A Polymorphism in the Promoter Region of the Selenoprotein S Gene (SEPS1) Contributes to Hashimoto's Thyroiditis Susceptibility

Context: The association between selenium and inflammation and the relevance of selenoproteins in follicular thyroid cell physiology have pointed to a putative role of selenoproteins in the pathogenesis of autoimmune thyroid diseases. Objective: The aim of this study was to evaluate the role of a promoter variation in SEPS1, the selenoprotein S gene, in the risk for developing Hashimoto's thyroiditis (HT).
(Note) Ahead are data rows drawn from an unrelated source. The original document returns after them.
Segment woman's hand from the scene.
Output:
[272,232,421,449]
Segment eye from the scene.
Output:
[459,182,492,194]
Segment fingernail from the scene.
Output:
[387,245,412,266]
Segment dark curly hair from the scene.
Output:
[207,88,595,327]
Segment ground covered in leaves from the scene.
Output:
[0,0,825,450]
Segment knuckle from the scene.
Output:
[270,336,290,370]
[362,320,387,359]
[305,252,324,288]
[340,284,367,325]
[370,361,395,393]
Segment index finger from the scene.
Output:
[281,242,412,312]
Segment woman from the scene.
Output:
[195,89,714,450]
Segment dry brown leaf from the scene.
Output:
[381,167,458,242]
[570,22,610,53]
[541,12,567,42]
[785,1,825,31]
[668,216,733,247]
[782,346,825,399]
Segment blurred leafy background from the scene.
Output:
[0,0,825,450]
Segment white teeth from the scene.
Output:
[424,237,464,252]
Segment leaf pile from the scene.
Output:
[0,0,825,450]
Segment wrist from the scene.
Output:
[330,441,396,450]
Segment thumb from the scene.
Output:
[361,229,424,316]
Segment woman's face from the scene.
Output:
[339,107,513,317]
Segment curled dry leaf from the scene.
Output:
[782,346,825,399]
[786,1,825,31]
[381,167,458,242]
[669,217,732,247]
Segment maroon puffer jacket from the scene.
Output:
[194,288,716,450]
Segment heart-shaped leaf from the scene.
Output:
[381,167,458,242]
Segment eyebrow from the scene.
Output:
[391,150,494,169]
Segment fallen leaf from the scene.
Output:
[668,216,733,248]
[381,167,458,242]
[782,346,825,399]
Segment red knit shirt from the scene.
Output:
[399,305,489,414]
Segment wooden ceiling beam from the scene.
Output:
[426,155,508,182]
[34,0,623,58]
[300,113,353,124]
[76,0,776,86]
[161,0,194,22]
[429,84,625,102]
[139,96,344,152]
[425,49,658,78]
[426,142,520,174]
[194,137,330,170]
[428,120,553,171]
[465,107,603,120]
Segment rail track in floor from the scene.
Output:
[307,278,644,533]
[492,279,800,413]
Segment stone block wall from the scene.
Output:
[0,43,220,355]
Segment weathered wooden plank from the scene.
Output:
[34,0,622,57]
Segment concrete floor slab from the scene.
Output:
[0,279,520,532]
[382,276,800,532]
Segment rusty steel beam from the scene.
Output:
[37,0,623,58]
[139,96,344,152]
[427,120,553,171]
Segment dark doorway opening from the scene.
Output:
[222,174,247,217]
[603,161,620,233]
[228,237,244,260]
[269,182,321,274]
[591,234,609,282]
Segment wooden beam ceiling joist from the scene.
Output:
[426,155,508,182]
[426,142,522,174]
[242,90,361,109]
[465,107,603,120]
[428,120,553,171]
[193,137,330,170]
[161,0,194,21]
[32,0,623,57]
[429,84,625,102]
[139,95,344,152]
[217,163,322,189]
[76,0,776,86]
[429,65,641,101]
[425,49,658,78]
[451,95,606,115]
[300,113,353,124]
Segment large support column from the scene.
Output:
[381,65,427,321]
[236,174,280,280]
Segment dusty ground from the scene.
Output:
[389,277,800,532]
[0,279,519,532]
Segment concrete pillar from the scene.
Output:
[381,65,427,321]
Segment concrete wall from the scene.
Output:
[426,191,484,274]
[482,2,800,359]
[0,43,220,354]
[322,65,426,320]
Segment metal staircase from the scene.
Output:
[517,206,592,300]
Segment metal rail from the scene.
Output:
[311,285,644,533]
Design: A case-control study was performed to assess the association of genetic variation in the SEPS1 gene (SEPS1 −105G/A single-nucleotide polymorphism, rs28665122) and HT. Setting: The study was conducted in north Portugal, Porto, in the period of 2007–2013. Patients or Other Participants: A total of 997 individuals comprising 481 HT patients and 516 unrelated controls were enrolled in the study. Main Outcome Measures: Genetic variants were discriminated by real-time PCR using TaqMan single-nucleotide polymorphism genotyping assays. Results: There is a significant association between the SEPS1 −105 GA and AA genotypes and HT [odds ratio (OR) 2.24, confidence interval (CI) 1.67–3.02, P < 5.0 × 10−7, and OR 2.08, CI 1.09–3.97, P = .0268, respectively]. The A allele carriers are in higher proportion in the patient group than in the control population (46.2% vs 28.1%, P < 5.0 × 10−7) with an OR (CI) of 2.22 (1.67–2.97). The proportion of patients carrying the A allele is significantly higher in male patients with HT, representing a 3.94 times increased risk (P = 7.9 × 10−3). Conclusion: Our findings support the existence of a link between SEPS1 promoter genetic variation and HT risk.